Missionaries and hydrographers were thus recruited by the colonial government for their skills in these sciences to help chart the interior of the continent and produce maps. In 1750 the Jesuit Pierre Jean de Bonnecamps was asked by the governor general Roland-Michel Barin de Galissonnière, a well-respected scientist in his own right, to travel down the Ohio River as part of a military expedition. The journal he wrote shows us how mathematics could be put to use in the description of new territories. When he described Niagara Falls, for example, he wrote: “The famous waterfall of Niagara is very nearly equidistant from the two lakes. It is formed by a rock cleft vertically, and is 133 feet, according to my measurement, which I believe to be exact. Its figure is a half-ellipse, divided near the middle by a little island. The width of the fall is perhaps three-eighths of a league. The water falls in foam over the length of the rock, and is received in a large basin, over which hangs a continual mist.”

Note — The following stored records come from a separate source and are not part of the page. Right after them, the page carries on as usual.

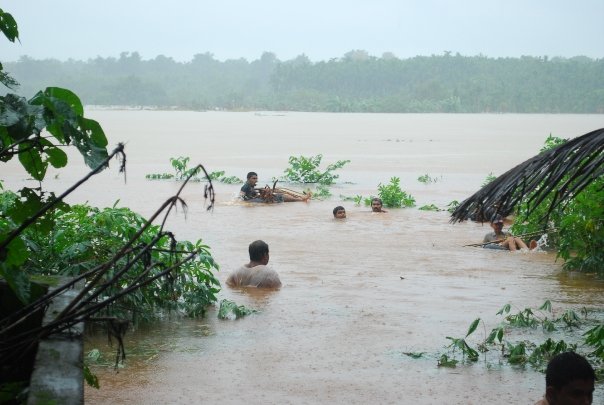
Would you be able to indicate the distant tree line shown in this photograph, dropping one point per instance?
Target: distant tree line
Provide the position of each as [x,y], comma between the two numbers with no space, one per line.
[356,82]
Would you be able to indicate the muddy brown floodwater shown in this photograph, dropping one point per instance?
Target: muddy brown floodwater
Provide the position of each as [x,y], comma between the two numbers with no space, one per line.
[356,293]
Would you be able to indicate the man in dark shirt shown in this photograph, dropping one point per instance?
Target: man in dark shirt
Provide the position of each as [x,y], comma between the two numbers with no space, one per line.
[250,193]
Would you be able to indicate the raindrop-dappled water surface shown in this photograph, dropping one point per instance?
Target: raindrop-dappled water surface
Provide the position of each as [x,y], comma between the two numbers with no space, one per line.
[356,293]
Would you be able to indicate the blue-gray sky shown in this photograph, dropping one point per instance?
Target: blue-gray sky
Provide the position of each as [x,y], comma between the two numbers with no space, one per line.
[320,29]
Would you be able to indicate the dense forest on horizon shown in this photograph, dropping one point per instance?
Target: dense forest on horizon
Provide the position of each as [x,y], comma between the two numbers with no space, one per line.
[356,82]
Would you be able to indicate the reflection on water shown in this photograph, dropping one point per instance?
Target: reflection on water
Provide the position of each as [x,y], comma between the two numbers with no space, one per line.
[356,293]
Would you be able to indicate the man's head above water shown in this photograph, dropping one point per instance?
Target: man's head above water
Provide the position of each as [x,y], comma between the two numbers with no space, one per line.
[377,205]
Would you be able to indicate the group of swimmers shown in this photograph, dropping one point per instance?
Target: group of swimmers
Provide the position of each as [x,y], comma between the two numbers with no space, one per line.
[569,376]
[377,205]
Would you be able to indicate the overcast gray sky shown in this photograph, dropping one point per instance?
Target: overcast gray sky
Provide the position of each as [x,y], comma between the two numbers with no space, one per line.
[320,29]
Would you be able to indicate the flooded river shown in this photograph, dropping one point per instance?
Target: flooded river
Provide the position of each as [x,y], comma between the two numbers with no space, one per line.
[356,294]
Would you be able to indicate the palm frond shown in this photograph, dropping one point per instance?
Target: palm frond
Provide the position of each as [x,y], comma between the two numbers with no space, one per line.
[562,172]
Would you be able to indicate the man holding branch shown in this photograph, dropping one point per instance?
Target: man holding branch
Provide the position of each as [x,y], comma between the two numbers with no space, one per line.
[506,241]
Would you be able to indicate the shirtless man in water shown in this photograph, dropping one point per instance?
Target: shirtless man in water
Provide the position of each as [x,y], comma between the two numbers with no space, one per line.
[507,240]
[255,273]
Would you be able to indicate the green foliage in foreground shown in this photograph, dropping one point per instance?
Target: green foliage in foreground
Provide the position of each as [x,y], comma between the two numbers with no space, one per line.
[580,224]
[535,352]
[182,172]
[84,237]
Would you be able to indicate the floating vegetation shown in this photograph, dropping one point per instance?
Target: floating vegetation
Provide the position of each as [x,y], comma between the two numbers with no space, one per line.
[230,310]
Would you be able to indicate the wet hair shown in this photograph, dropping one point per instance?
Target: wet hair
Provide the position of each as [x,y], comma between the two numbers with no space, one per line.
[567,367]
[377,199]
[258,249]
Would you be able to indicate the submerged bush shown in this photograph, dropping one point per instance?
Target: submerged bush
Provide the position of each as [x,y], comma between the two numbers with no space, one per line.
[84,237]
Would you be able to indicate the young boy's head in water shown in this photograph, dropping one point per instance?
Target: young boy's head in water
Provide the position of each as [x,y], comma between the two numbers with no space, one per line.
[569,380]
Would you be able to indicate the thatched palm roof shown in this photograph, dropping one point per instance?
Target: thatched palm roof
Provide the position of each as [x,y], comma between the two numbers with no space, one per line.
[564,171]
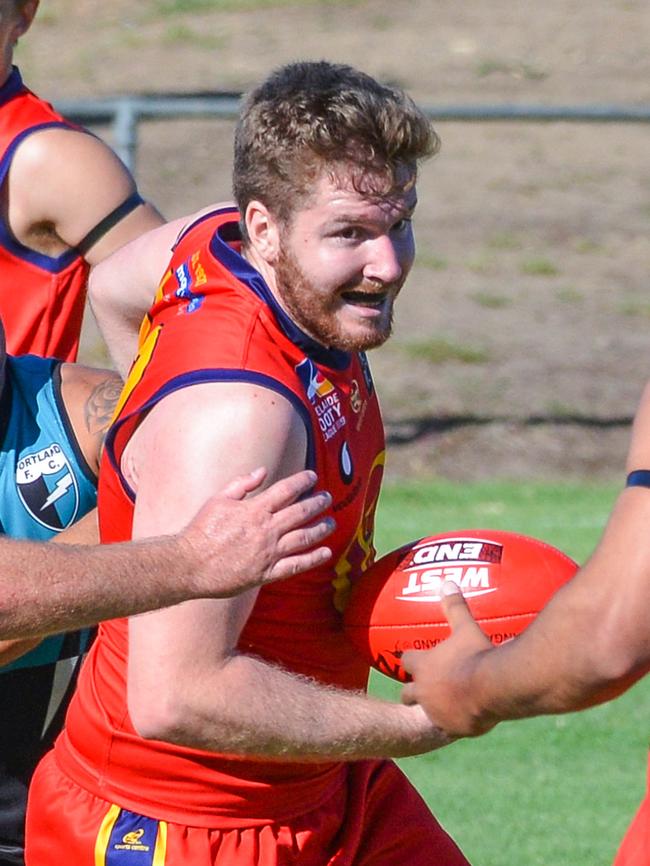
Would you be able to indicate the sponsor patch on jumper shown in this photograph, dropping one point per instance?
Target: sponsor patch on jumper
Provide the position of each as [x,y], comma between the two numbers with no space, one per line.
[324,397]
[47,487]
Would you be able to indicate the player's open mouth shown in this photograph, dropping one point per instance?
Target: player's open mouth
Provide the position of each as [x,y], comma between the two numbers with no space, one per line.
[365,299]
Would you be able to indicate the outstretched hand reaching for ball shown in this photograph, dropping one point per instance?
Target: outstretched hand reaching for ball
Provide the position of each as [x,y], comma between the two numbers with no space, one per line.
[445,679]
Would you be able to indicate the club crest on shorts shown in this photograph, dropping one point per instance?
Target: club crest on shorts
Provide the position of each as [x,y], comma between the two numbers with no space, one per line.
[47,487]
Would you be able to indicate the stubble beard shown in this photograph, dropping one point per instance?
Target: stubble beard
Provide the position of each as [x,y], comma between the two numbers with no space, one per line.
[304,304]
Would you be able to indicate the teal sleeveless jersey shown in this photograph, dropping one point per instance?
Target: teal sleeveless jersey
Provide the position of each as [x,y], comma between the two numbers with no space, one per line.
[45,483]
[45,486]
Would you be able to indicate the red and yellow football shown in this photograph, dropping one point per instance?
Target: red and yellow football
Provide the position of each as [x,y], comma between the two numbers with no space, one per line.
[506,578]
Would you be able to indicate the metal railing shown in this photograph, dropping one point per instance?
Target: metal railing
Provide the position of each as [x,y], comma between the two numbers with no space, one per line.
[124,113]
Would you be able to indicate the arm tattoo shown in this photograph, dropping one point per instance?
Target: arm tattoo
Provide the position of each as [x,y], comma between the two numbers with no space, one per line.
[100,406]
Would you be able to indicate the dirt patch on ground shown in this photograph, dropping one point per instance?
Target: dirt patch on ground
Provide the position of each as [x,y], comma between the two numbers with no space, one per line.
[520,345]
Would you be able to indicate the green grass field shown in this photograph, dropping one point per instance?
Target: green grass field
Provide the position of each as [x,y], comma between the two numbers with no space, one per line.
[554,791]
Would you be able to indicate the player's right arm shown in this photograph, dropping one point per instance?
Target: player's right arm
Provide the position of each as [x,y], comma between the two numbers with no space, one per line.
[188,684]
[589,643]
[122,290]
[47,588]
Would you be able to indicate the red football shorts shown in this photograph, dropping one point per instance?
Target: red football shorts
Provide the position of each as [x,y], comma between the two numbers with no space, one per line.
[635,847]
[378,820]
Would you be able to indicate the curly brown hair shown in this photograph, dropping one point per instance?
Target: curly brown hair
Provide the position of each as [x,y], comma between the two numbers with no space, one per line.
[315,116]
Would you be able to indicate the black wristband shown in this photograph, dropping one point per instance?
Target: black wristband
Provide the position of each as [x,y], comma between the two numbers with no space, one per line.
[638,478]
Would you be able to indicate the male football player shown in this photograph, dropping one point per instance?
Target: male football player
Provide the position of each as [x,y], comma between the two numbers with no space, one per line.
[66,202]
[239,732]
[590,643]
[52,423]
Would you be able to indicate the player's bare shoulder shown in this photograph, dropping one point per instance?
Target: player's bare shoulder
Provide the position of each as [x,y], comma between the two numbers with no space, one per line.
[63,182]
[90,396]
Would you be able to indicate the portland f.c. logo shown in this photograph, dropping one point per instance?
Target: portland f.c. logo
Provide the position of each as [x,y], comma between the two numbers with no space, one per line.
[47,487]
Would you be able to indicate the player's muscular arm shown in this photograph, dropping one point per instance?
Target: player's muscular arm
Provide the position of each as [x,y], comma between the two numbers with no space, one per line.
[187,683]
[84,531]
[590,641]
[62,184]
[122,288]
[90,397]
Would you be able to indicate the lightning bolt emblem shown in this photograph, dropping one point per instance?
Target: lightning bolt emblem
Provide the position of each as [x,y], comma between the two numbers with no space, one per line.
[61,488]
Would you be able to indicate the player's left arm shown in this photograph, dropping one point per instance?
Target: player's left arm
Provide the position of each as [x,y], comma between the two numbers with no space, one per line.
[90,396]
[67,182]
[188,683]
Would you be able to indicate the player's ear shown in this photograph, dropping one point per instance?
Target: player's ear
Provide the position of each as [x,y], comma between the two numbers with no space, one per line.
[26,13]
[263,231]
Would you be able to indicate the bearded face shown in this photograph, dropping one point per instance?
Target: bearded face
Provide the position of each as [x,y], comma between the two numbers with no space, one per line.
[342,261]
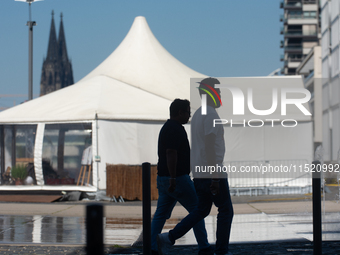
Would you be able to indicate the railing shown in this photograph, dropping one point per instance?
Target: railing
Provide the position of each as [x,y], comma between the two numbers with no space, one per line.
[300,32]
[294,59]
[311,75]
[292,4]
[300,16]
[293,47]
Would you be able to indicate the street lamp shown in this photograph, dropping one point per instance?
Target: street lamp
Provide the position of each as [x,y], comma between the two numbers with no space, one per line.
[30,25]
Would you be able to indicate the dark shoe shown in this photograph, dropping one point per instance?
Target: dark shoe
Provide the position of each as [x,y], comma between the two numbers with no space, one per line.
[164,244]
[206,251]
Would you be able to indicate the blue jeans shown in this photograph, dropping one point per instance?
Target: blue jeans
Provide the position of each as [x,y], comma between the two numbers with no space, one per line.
[185,194]
[224,217]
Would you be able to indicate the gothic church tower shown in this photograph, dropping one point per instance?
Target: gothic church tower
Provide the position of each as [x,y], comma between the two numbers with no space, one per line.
[57,69]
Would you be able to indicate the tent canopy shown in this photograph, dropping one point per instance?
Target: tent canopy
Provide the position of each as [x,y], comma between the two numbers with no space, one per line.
[137,81]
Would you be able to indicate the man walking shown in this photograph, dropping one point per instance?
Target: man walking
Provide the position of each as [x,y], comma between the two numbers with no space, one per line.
[173,181]
[208,149]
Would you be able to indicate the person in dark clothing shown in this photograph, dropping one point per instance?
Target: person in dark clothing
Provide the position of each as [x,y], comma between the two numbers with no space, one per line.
[208,149]
[173,180]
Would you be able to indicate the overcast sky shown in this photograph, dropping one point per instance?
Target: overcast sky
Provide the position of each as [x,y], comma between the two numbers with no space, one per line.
[220,38]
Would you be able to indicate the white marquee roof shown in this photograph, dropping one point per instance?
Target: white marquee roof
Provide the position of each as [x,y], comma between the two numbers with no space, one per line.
[141,61]
[101,95]
[137,81]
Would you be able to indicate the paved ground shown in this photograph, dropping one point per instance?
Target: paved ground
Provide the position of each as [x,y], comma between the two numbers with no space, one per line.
[242,205]
[282,248]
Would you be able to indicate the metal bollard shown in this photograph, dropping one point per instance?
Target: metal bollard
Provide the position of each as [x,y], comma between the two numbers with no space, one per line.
[317,221]
[94,229]
[146,173]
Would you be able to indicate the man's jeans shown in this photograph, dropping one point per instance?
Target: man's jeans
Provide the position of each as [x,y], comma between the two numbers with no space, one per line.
[224,218]
[185,194]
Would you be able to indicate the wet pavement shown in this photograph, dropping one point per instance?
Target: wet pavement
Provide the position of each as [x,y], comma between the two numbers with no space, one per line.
[259,233]
[258,228]
[272,248]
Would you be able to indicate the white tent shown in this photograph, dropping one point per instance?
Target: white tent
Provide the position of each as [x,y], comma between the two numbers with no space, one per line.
[123,103]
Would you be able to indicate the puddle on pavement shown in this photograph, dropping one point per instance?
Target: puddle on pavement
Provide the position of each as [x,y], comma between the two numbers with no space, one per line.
[246,228]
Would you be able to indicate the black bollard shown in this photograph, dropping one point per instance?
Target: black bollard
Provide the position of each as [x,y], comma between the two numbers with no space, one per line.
[94,229]
[146,169]
[317,221]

Yet even as he provided the colonial government with detailed measurements of latitude and longitude, de Bonnecamps’ journal reveals the limits that conditions at the frontier of the colony placed on the mathematical sciences. He wrote that

“The longitude is everywhere estimated. If I had had a good compass, I would have been able to determine several of its points by observation; but could I or, ought I to rely on a compass of indifferent merit, and of which I have a hundred times proved the irregularity, both before and since my return? Can I dare say that my estimates are correct? In truth, this would be very rash—especially as we were obliged to navigate currents subject to a thousand alternations. In still water, even, what rules of estimation could one have, of which the correctness would not be disturbed by the variation and inequalities of the wind or of the rowers?”

Whether they were used to chart the Saint Lawrence River, the layout of colonial towns or frontier regions where France’s control was contested by aboriginal peoples and rival imperial powers, mathematical sciences were a crucial tool of empire.

The founding of the Académie Royale des Sciences in Paris in 1666 had a major effect on what science meant in New France and who could practice it. Founding the Académie was part of a larger effort to increase state support for and supervision over the evolution of French culture. Several academies were founded under the direction of Jean-Baptiste Colbert, a major architect of the growing French state under Louis XIV. Supporting literature, the arts and what we now call the social sciences in addition to the natural and mathematical sciences, Colbert’s initiative had a direct influence on the relationships between the scientific community and the French government within France and throughout the French empire.

Colbert, Minister of Finance, presents the members of the Royal Academy of Science founded in 1667 to Louis XIV

Colbert, Minister of Finance, presents the members of the Royal Academy of Science founded in 1667 to Louis XIV

Invested with royal authority, the Académie took on many of the characteristics of the French state under Louis XIV. Meeting regularly in the King’s library, with rich regalia and precise rankings, the Académie and its members had a clear directive to produce knowledge that would benefit both the monarch and the state. Membership in the Académie was confined to a select few who were appointed as experts in specific scientific fields such as botany, chemistry and astronomy.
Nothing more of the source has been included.